A query that returns rows (such as a SELECT statement) needs a way for those rows to be read. Psycopg2 has 3 different functions to go about doing this, we’ll go over each in some detail.

Fetch One

The most basic function is fetchone(), as the name suggests this returns a single row from an executed query.

nums = [(1,2),(3,4),(5,6),(7,8)]
cursor.executemany("INSERT INTO t1 values (%s,%s)",nums)
cursor.execute("select * from t1")
print(cursor.fetchone())

The output of this will be

(1, 2)

If we were to run multiple fetchone() functions, each call would return the next row as the previous is consumed.

Fetch All

If we want to read every single row returned by a query then we can use the fetchall() function. Using our previous example:

nums = [(1,2),(3,4),(5,6),(7,8)]
cursor.executemany("INSERT INTO t1 values (%s,%s)",nums)
cursor.execute("select * from t1")
print(cursor.fetchall())

This would output a list of all the row values as tuples.

[(1, 2), (3, 4), (5, 6), (7, 8)]

Fetch Many

Our last fetch function, fetchmany(), is used to get a specified amount of rows returned from a query. This function takes a single parameter, the number of rows we want to fetch.

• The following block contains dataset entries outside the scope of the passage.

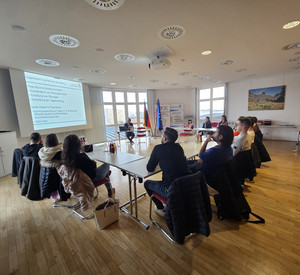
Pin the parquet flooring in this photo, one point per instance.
(36, 238)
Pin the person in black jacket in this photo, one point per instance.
(172, 161)
(50, 158)
(129, 126)
(31, 149)
(73, 159)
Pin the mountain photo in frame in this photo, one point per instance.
(264, 99)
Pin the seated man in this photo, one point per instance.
(243, 141)
(216, 156)
(129, 126)
(172, 161)
(31, 149)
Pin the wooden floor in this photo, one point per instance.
(36, 238)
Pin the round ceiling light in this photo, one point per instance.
(124, 57)
(208, 52)
(106, 4)
(18, 28)
(98, 71)
(172, 32)
(203, 78)
(184, 73)
(294, 59)
(240, 70)
(226, 62)
(79, 79)
(64, 41)
(292, 46)
(291, 24)
(47, 62)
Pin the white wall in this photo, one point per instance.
(8, 115)
(238, 103)
(178, 96)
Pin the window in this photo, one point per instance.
(211, 104)
(120, 105)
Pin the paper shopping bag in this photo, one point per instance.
(106, 213)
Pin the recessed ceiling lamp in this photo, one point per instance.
(79, 79)
(203, 78)
(294, 59)
(171, 32)
(291, 24)
(208, 52)
(184, 73)
(240, 70)
(64, 41)
(292, 46)
(18, 28)
(226, 62)
(106, 4)
(98, 71)
(124, 57)
(98, 50)
(47, 62)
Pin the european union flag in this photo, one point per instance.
(158, 117)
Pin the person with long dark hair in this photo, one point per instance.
(223, 121)
(73, 158)
(50, 158)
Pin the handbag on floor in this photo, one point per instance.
(106, 213)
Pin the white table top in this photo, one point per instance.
(114, 159)
(138, 168)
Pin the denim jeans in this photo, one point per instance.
(101, 173)
(157, 187)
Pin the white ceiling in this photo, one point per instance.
(249, 32)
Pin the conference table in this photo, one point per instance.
(132, 165)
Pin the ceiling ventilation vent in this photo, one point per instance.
(47, 62)
(291, 46)
(226, 62)
(124, 57)
(64, 41)
(171, 32)
(106, 4)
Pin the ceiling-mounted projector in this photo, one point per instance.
(159, 64)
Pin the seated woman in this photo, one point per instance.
(223, 121)
(79, 172)
(50, 157)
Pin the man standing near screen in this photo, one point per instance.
(129, 134)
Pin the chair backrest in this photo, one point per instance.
(29, 178)
(188, 207)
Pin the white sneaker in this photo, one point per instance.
(160, 212)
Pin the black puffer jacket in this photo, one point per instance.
(188, 207)
(49, 178)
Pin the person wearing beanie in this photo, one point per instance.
(32, 149)
(172, 161)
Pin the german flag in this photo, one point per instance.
(146, 120)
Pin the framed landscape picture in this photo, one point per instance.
(264, 99)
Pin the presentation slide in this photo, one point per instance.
(54, 102)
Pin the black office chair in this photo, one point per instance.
(244, 166)
(29, 178)
(188, 208)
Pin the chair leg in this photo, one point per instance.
(158, 225)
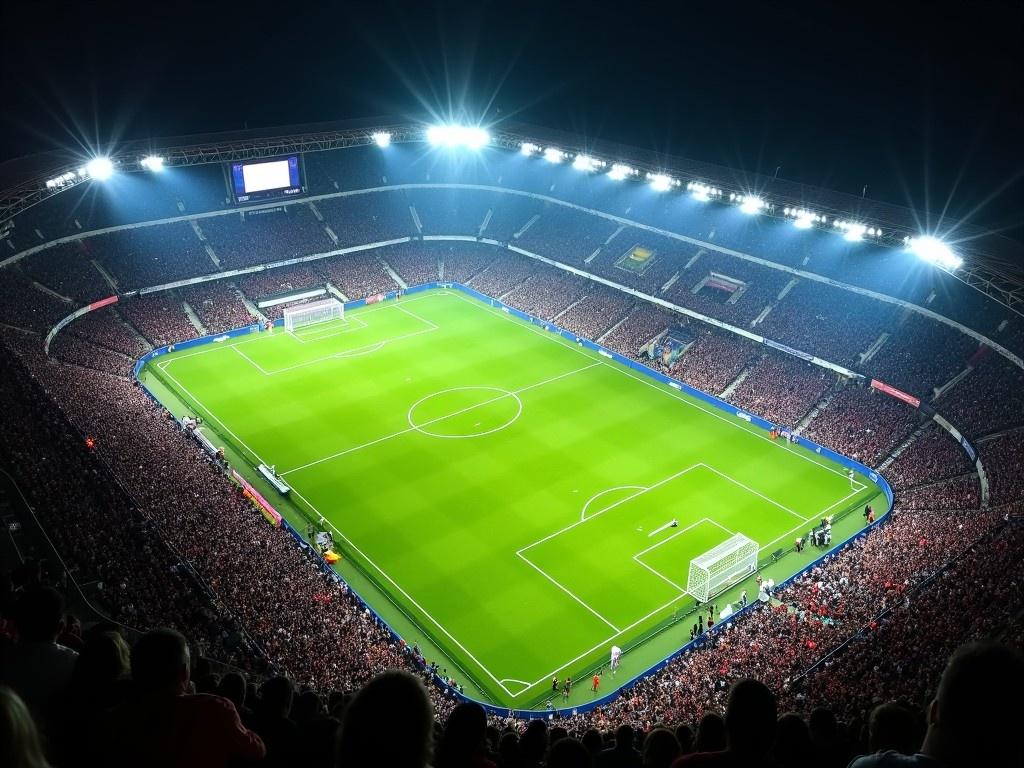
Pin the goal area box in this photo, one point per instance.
(722, 566)
(313, 312)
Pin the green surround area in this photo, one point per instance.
(501, 495)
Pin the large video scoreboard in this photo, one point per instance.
(266, 179)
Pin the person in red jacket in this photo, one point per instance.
(164, 725)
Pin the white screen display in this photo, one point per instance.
(263, 176)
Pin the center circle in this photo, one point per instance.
(464, 412)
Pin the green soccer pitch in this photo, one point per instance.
(500, 494)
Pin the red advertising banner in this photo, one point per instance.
(899, 395)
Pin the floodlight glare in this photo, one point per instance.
(751, 204)
(99, 168)
(587, 163)
(620, 171)
(660, 182)
(554, 155)
(934, 251)
(458, 135)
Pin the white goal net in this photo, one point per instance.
(722, 566)
(313, 312)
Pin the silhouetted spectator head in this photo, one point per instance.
(232, 687)
(275, 696)
(567, 753)
(388, 722)
(39, 615)
(684, 736)
(624, 736)
(593, 741)
(893, 727)
(751, 717)
(711, 733)
(967, 726)
(793, 741)
(160, 663)
(19, 743)
(102, 660)
(659, 749)
(464, 736)
(535, 741)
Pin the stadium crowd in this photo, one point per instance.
(150, 521)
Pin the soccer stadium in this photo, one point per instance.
(572, 435)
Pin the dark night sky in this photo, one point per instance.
(921, 101)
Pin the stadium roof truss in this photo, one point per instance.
(992, 273)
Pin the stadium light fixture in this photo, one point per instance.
(751, 204)
(458, 135)
(587, 164)
(701, 192)
(554, 155)
(934, 251)
(98, 168)
(853, 231)
(662, 182)
(621, 171)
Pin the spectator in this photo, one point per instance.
(164, 725)
(966, 726)
(19, 745)
(750, 729)
(623, 754)
(387, 723)
(37, 668)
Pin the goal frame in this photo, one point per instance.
(327, 309)
(722, 566)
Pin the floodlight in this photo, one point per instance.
(587, 163)
(554, 155)
(620, 171)
(701, 192)
(751, 204)
(458, 135)
(99, 168)
(660, 182)
(934, 251)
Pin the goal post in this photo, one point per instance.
(313, 312)
(722, 566)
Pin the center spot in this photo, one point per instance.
(465, 412)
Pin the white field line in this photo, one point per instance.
(263, 335)
(437, 419)
(407, 596)
(660, 576)
(583, 514)
(669, 539)
(605, 509)
(250, 359)
(711, 411)
(749, 489)
(327, 333)
(555, 582)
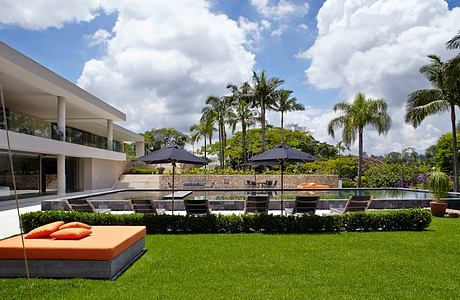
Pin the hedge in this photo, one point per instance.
(397, 220)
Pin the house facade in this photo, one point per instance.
(62, 138)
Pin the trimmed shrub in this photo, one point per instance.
(398, 220)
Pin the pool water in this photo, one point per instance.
(376, 194)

nums = [(1,2),(3,4),(5,6),(7,8)]
cursor.executemany("INSERT INTO t1 values (%s,%s)",nums)
cursor.execute("select * from t1")
print(cursor.fetchmany(size=2))

This will output the first two rows’ return values as a list of tuples.

[(1, 2), (3, 4)]

If the value of size is larger than the amount of rows returned, then this function simply returns all the rows even if there are fewer than specified.

Conclusion

In this blog, we went over an example of how to interact with a PostgreSQL database using nothing but Python. We first went over creating a database and how to connect to it using the Psycopg2 library. Then we looked at the various functions Psycopg2 has to both execute queries on the database and retrieve results from it. With this library, developing frontend applications in Python with a backend PostgreSQL database is much easier than it once was.